Hello,
Iam trying to get a table from the html page.I succeeded in getting the table values.But i have problem in getting the field names in the 1st column.
# Getting the field names.How to strip the 'b' and get only the names
paramKey = table.findAll('b')
print paramKey
The above code prints all the text and <b></b> tags also. I want to remove the tags and read only the text.I found a function named striphtml in net but that expects string as an argument and not accepting this soup object.I have provided the full code below. Can somebody advice me on this?
import urllib2
import BeautifulSoup
import re
from BeautifulSoup import *
def striphtml(data):
p = re.compile(r'<.*?>')
return p.sub('',data)
#return p.sub('', data)
pageurl = "http://www.cholawealthdirect.com/Corporateinfo/CompSearch.aspx?id=KFR1&cocode=476"
page = urllib2.urlopen(pageurl)
soup = BeautifulSoup(page)
rowIndex = 0
colIndex = 0
table = soup.find('td', { "id" : "_ctl0_InnerTable" })

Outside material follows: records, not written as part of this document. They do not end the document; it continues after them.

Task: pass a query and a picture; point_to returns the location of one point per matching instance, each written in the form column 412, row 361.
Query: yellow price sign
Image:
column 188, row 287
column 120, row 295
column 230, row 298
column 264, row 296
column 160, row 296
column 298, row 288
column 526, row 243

rows = table.findAll('tr')
for tr in rows:
cols = tr.findAll('td')
print "----Row No----",rowIndex
for td in cols:
print "Column no",colIndex,cols[colIndex].string
colIndex = colIndex + 1
colIndex = 0
rowIndex = rowIndex + 1
# Getting the field names.How to strip the 'b' and get only the names
paramKey = table.findAll('b')
print paramKey